Is five minutes worth a life?
Published 7:16 pm Monday, August 20, 2018
You leave the house for work one morning. It’s a typical day, and maybe you’re running a little bit behind. Your normal route puts you behind a school bus. Stop after stop, you wait for kids to get on the bus, and soon you’re running late. You make the decision to pass the bus during a stop.
At this point, one of a few things might happen. You might pass the bus without incident. But the camera on board catches your license plate. The N.C. Highway Patrol follows up with the incident and soon you’re facing a $500 fine, a court date and a possible five points on your license.
That’s the best-case scenario.
In the worst case, you may hit a child, causing them injury. At that point, you’re looking at a $1,000 fine and possible jail time with a Class I felony on your record. Not to mention the fact that you have harmed a child.
But that’s not the worst that could happen.
You speed around the bus and strike a child with enough impact to be fatal. You have taken a life. You have robbed a family of their beloved. You face a $2,500 fine, a class H felony and possible imprisonment. Yet all that is nothing compared to the suffering your actions have caused.
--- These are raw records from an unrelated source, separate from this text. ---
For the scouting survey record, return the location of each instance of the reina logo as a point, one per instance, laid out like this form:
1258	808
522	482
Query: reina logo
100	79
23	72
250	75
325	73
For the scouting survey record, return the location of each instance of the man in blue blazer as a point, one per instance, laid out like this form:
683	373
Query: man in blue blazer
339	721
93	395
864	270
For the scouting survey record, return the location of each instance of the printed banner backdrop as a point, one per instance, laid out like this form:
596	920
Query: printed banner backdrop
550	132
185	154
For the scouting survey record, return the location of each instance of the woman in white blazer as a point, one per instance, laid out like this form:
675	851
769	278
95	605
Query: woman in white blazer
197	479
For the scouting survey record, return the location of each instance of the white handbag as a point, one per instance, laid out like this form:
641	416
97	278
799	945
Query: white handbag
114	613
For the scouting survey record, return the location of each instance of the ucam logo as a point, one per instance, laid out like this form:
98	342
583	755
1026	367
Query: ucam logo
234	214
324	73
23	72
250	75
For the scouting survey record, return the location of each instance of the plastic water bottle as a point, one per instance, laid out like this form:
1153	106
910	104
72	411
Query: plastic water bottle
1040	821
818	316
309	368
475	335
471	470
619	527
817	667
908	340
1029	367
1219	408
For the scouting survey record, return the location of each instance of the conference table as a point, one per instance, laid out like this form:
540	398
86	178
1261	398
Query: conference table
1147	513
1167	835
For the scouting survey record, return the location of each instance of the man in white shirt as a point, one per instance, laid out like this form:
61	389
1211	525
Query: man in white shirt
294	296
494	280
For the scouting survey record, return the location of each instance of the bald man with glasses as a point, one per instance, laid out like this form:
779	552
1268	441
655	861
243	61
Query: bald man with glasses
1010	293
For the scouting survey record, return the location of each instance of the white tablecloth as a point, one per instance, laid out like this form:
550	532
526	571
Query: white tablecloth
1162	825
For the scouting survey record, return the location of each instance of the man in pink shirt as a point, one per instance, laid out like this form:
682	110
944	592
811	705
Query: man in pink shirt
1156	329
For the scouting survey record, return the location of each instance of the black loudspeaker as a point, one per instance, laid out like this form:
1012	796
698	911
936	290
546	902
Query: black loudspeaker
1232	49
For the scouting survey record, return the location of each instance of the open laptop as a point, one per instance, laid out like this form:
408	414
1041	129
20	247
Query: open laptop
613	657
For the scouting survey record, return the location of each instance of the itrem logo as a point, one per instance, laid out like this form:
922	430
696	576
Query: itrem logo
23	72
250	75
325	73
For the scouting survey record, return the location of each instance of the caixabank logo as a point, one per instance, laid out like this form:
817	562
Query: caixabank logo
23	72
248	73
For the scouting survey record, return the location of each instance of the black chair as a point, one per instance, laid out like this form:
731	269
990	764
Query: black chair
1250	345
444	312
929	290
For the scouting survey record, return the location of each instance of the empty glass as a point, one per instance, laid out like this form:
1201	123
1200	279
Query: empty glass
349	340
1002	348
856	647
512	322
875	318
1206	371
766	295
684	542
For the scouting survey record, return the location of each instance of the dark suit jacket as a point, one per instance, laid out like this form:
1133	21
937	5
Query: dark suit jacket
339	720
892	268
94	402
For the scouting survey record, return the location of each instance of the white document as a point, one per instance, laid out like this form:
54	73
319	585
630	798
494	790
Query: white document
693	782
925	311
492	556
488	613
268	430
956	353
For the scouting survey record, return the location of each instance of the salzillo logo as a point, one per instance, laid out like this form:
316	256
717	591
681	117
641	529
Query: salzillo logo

Your life is forever changed, and another life is permanently extinguished.
If all this sounds dire, that’s because it is.
These are the real consequences that can arise when a person passes a stopped school bus. In 2016, the Kansas State Department of Education’s National School Bus Loading and Unloading Survey reported that 6 children were killed throughout the United States by vehicles at school bus stops. One was a 16-year-old boy in North Carolina who was killed while crossing the street to load onto his school bus.